Sybarite5 just sent me OUTLIERS, a terrific album of contemporary music for string ensemble. After repeatedly listening here’s my rave:
Getting Home (I must be…) by Jessica Meyers begins with an ostinato figure in the lower strings, against which the upper strings introduce their own contrapuntal pattern. They combine, meld, struggle for dominance and, after a developmental section, the piece comes to an abrupt ending, as if home had finally been reached against all odds.
In Yann’s Flight by Shawn Conley, a nervous pattern insistently repeated by the viola is first countered by the string bass, and then the cello, which joins them with a melody redolent of the Argentine Pampas. A rhythmic zapateado pattern kicks in a couple of times, as if to counteract the melancholy tone of the piece that nevertheless manages to arrive at a serenely soulful ending.
Pop Rocks by Eric Byers is an intricate miniature, in which poly-rhythms playfully are set to bounce off of each other in a fascinating contrapuntal vignette.
Hitchiker’s Tales by Dan Visconti divides up into three vibrantly inventive sections: Black Bend, Dixie Twang and Pedal to the Metal, each filled with country, jazz, zydeko, bluegrass, rock and pop riffs that evoke dizzying road trips down the back roads of an America of the mind.
Revolve by Andy Akiho sets the ensemble to work double time as string players and percussionists in a whirlwind of rhythmic patterns, pizzicato, sul ponticello, downward slides, and double stops, in an intriguing miniature tour de force.
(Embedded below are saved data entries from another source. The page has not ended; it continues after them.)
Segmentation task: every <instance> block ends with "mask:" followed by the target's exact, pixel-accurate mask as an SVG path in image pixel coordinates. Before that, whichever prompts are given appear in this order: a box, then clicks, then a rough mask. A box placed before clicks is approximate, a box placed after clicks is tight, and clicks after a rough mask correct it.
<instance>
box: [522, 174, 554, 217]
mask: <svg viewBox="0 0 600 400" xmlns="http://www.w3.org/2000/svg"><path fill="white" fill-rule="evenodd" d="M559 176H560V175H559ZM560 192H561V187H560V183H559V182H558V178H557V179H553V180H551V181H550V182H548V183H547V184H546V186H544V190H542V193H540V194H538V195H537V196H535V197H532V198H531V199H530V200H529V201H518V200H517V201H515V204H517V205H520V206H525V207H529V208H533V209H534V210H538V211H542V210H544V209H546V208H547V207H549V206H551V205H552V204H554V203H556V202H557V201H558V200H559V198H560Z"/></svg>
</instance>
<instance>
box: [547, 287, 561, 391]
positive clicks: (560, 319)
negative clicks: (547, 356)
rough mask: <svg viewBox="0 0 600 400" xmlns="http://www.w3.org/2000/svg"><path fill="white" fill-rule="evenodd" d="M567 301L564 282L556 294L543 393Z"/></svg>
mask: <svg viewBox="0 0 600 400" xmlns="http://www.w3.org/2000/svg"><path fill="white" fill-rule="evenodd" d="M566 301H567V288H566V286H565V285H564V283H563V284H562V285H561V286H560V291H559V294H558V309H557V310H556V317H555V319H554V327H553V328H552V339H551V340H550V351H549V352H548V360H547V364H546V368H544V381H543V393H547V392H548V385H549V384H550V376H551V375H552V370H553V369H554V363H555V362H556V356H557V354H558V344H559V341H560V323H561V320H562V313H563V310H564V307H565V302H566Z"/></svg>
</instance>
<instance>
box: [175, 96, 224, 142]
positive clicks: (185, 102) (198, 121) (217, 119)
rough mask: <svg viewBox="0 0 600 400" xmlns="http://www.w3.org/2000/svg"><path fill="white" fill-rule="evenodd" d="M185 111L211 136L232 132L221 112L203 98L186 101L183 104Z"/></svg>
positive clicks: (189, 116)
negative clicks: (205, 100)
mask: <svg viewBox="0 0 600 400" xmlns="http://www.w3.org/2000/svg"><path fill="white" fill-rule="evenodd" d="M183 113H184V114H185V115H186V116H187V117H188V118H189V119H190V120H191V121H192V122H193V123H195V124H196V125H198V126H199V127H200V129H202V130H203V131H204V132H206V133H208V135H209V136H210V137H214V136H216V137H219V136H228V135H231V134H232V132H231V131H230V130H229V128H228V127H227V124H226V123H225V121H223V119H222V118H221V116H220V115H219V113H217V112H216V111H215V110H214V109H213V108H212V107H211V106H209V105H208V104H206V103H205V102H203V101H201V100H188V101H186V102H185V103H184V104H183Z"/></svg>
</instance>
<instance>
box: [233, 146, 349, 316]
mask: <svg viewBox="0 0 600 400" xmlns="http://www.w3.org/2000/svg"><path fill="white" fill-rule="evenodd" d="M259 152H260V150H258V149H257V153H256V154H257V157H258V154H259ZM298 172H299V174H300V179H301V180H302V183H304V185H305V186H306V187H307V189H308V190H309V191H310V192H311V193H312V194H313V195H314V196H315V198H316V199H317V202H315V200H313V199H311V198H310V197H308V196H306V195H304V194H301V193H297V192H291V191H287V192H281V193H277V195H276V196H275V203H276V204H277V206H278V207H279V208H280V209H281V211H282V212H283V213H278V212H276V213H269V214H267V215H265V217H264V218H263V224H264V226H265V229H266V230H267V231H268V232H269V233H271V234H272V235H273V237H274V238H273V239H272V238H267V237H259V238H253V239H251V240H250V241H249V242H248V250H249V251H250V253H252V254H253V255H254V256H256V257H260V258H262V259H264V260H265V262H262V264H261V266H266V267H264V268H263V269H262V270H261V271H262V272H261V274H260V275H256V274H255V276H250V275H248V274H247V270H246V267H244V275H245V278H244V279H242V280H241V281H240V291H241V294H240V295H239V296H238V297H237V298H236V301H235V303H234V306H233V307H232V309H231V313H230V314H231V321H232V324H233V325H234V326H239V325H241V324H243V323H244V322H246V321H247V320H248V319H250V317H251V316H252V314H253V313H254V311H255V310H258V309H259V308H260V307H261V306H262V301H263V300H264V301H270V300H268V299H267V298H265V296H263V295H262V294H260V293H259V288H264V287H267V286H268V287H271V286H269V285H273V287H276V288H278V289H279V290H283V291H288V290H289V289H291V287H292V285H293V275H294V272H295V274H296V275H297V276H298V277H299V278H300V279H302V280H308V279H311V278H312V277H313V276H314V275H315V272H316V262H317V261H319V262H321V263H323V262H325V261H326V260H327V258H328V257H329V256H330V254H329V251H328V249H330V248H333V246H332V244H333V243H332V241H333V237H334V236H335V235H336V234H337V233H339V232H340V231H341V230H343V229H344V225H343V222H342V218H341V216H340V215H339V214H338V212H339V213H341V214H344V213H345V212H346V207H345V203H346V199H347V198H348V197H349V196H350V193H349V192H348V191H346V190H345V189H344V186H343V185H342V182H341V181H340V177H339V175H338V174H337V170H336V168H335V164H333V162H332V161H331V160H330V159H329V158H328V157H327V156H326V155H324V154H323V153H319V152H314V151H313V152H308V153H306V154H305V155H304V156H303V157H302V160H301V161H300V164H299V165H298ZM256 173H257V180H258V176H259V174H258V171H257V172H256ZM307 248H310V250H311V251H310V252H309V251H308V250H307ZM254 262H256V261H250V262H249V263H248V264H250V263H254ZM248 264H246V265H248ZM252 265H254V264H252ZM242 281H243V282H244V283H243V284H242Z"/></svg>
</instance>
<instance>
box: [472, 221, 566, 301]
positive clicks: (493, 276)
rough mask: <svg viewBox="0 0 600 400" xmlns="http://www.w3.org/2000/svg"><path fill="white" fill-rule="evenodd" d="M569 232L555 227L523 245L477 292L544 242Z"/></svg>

Muggadamah by Mohammed Fairouz reminds us that this composer’s talent yields music that can easily bridge the vastness that separates our musical culture from others. Its title evokes the Near East, but its sultry cadences are tonally centered, yet able to stray into moments of tonal ambiguity.
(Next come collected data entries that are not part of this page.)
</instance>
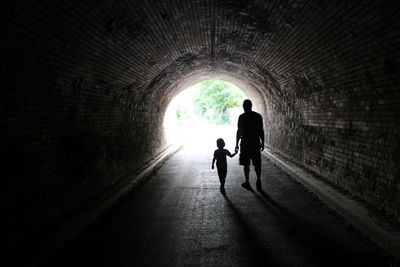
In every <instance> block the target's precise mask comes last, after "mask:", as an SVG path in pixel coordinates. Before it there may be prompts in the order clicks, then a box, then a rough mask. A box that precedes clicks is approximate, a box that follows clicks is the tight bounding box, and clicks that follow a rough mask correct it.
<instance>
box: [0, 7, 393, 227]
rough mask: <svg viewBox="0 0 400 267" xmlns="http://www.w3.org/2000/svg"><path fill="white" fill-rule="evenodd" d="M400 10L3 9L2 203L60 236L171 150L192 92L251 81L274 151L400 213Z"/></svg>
mask: <svg viewBox="0 0 400 267" xmlns="http://www.w3.org/2000/svg"><path fill="white" fill-rule="evenodd" d="M388 2H389V1H351V3H347V2H346V3H345V2H343V1H319V0H318V1H317V0H311V1H310V0H307V1H305V0H303V1H290V0H288V1H283V0H282V1H251V0H242V1H228V0H224V1H212V0H200V1H133V0H132V1H55V2H54V1H35V2H27V3H21V1H18V2H17V3H14V4H6V3H1V4H0V12H1V16H0V20H1V25H2V27H3V33H2V39H3V41H2V42H1V44H0V45H1V50H2V51H3V53H2V57H1V59H0V61H1V72H2V73H3V74H2V78H1V87H2V90H1V111H2V117H1V125H2V129H5V130H2V132H1V137H2V138H1V152H2V154H3V155H5V157H6V160H5V161H3V171H4V173H5V176H4V177H3V178H2V179H1V188H2V189H1V191H2V205H3V208H4V209H5V210H6V214H9V215H10V216H8V218H9V223H10V225H11V224H12V225H18V224H24V225H32V227H37V225H36V224H37V223H39V224H41V225H47V224H50V223H53V222H55V221H58V220H60V219H63V218H65V217H66V216H68V214H70V213H71V212H74V210H76V209H77V208H78V207H80V205H82V203H85V202H86V201H88V200H90V199H92V198H94V197H96V196H98V195H99V194H102V193H104V192H107V191H108V190H110V189H111V188H113V187H115V186H118V185H119V184H120V183H121V182H123V181H124V179H126V177H128V176H129V175H131V174H133V173H135V172H136V171H137V170H138V169H139V168H140V166H142V165H143V164H144V163H145V162H146V161H148V160H149V159H151V158H152V157H153V156H154V155H156V154H157V153H159V152H160V151H162V150H163V149H165V147H166V145H167V144H166V143H165V141H164V138H163V127H162V121H163V114H164V112H165V109H166V107H167V105H168V103H169V101H170V100H171V99H172V98H173V97H174V96H175V95H176V94H177V93H178V92H179V91H180V90H183V89H184V87H185V86H187V85H189V84H192V83H194V82H195V81H200V80H202V79H206V78H223V79H226V80H229V81H232V82H235V83H237V84H238V85H239V86H241V87H242V88H243V89H244V90H245V91H246V92H247V93H249V94H250V95H251V96H252V97H254V98H255V102H257V104H258V105H259V106H260V107H261V108H262V110H263V112H262V113H263V115H264V116H265V128H266V142H267V145H268V146H269V147H270V148H271V149H272V150H274V151H276V152H277V153H280V154H281V155H283V156H285V157H287V158H290V159H292V160H295V161H297V162H298V163H301V164H303V166H305V167H307V168H310V169H312V170H314V171H316V172H317V173H319V174H321V175H322V176H323V177H325V178H326V179H327V180H329V181H330V182H332V183H333V184H336V185H338V186H340V187H341V188H342V189H344V190H346V191H347V192H349V193H350V194H352V195H354V196H356V197H358V198H360V199H362V200H363V201H365V202H366V203H368V204H369V205H371V206H373V207H375V208H376V209H380V210H382V211H384V212H385V213H386V214H387V215H390V216H392V217H395V218H398V217H399V211H400V191H399V188H400V183H399V182H400V181H399V179H400V176H399V168H400V167H399V166H400V164H399V152H400V141H399V140H400V138H399V137H400V134H399V132H400V119H399V115H398V114H399V111H400V93H399V92H400V88H399V87H400V86H399V73H400V58H399V51H400V28H399V23H398V21H400V20H399V15H398V14H400V9H399V7H398V6H395V5H394V4H388Z"/></svg>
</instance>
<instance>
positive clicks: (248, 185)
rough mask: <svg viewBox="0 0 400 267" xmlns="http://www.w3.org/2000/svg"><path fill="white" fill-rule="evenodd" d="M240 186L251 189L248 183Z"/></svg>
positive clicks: (244, 182) (247, 188)
mask: <svg viewBox="0 0 400 267" xmlns="http://www.w3.org/2000/svg"><path fill="white" fill-rule="evenodd" d="M242 186H243V187H244V188H247V189H248V188H250V187H251V186H250V183H249V182H244V183H242Z"/></svg>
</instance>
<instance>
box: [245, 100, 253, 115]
mask: <svg viewBox="0 0 400 267" xmlns="http://www.w3.org/2000/svg"><path fill="white" fill-rule="evenodd" d="M252 106H253V104H252V103H251V101H250V99H246V100H245V101H243V109H244V112H249V111H251V107H252Z"/></svg>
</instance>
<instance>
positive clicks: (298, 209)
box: [51, 148, 390, 267]
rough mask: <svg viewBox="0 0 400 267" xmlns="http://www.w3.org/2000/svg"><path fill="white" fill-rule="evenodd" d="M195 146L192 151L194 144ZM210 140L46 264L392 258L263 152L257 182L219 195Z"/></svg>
mask: <svg viewBox="0 0 400 267" xmlns="http://www.w3.org/2000/svg"><path fill="white" fill-rule="evenodd" d="M193 150H195V151H193ZM212 152H213V151H212V150H211V151H209V152H207V153H205V152H201V151H200V152H199V151H196V149H193V148H190V149H184V150H181V151H179V152H178V153H177V154H175V155H173V156H172V157H171V158H170V159H168V160H167V161H166V162H165V164H164V165H163V166H162V167H161V168H160V169H159V170H158V171H157V173H156V174H155V175H154V176H152V177H151V179H150V180H149V181H148V182H147V183H146V184H144V185H143V186H142V188H140V190H138V191H136V192H134V193H132V194H131V195H130V196H129V197H127V198H126V199H125V201H123V202H122V203H120V204H119V205H118V207H116V208H115V209H114V210H113V211H112V212H110V213H109V214H107V216H105V217H104V218H103V219H102V220H101V221H99V222H98V223H97V224H95V225H94V226H93V227H92V228H90V229H89V230H88V231H87V232H86V233H84V234H83V235H82V236H81V237H80V238H79V239H78V240H77V241H76V243H74V244H73V245H71V247H70V248H68V249H66V250H65V251H64V252H63V253H62V254H61V255H59V256H58V259H57V260H56V262H52V263H51V265H53V266H307V267H310V266H350V265H352V266H380V267H382V266H390V259H389V257H387V256H385V255H384V253H383V252H382V251H381V250H379V248H377V247H376V246H375V245H374V244H372V243H371V242H369V241H368V240H366V239H365V238H364V237H363V236H362V234H361V233H359V232H358V231H356V230H355V229H354V228H353V227H351V226H350V225H349V224H348V223H346V222H345V221H343V220H342V219H341V218H340V217H338V216H337V215H336V214H335V213H334V212H332V211H330V210H329V209H328V208H327V207H326V206H325V205H324V204H323V203H321V202H319V201H318V200H317V199H315V197H314V196H313V195H312V194H311V193H309V192H307V191H306V190H305V189H304V188H303V187H302V186H301V185H300V184H298V183H297V182H295V181H293V180H292V179H291V178H289V177H288V176H287V175H285V174H284V173H282V171H280V170H279V169H278V168H276V167H275V166H273V165H272V164H271V162H269V161H268V160H267V159H265V158H264V159H263V174H262V182H263V191H261V192H258V191H257V190H255V185H254V182H255V177H254V172H253V170H252V172H251V180H252V182H253V185H252V186H253V188H254V190H246V189H244V188H242V187H241V186H240V183H241V182H242V179H243V176H242V169H241V168H240V167H239V166H238V165H237V162H238V158H237V157H235V158H233V159H228V165H229V166H228V177H227V184H226V195H222V194H221V193H220V191H219V181H218V177H217V173H216V171H215V170H211V168H210V166H211V156H212Z"/></svg>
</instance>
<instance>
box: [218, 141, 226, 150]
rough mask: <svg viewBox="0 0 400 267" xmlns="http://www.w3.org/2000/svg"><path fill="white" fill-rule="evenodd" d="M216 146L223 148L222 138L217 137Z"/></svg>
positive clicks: (223, 146) (223, 142)
mask: <svg viewBox="0 0 400 267" xmlns="http://www.w3.org/2000/svg"><path fill="white" fill-rule="evenodd" d="M217 147H218V148H221V149H222V148H224V147H225V141H224V139H222V138H218V139H217Z"/></svg>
Allemande pour Tout le Monde by Kenji Bunch celebrates universal peace. with music at first solely rhythmic and then gradually melodic in a brief 21st century allemande that ends in an upbeat note of hopefulness.
Kompa for Toussaint honors the 18th century Haitian revolutionary leader, François-Dominique Toussaint Louverture. While the typical Haitian kompa is a lively afro-Caribbean dance, Daniel Bernard Roumain’s laud, at first upbeat soon turns into a heartfelt paean in honor of Haiti’s greatest national hero.
Eric Byers’ Sarabande is an homage to the 18th century dance form often used by Baroque composers to spin out long-lined melodies better suited to listening than to footwork. In this case, Byers creates an emotionally charged stasis for solo cello, gorgeously played by Laura Metcalf.
Blue Bourrée is a charming 21st century commentary on an 18th century dance in cut time by composer Michi Wiancko., as Gi-gue-ly by Ljova is an uniquely sui-generis take on the national dance of Ireland.
All in all, this remarkably original album by Sybarite5, available directly from https://sybarite5.org provides a sampler of the varied music being written today for string ensemble. Sami Merdinian and Sarah Whitney, violins; Angela Pickett, viola; Laura Metcalf, cello; and Louis Levitt, bass are the group’s members and they are extraordinary as soloists and nothing but miraculous as an ensemble, playing their daunting repertory with warm hearts and cool heads .
Impeccably produced and engineered by Paul Zinman, with Louis Levitt as Executive Producer, and with the support of New Music USA, the Alice M. Ditson Fund, Sybarite Chamber Players Ltd, Bright Shiny Things and many Kickstarter supporters, OUTLIERS is an indispensable addition to the library of any collector of contemporary music.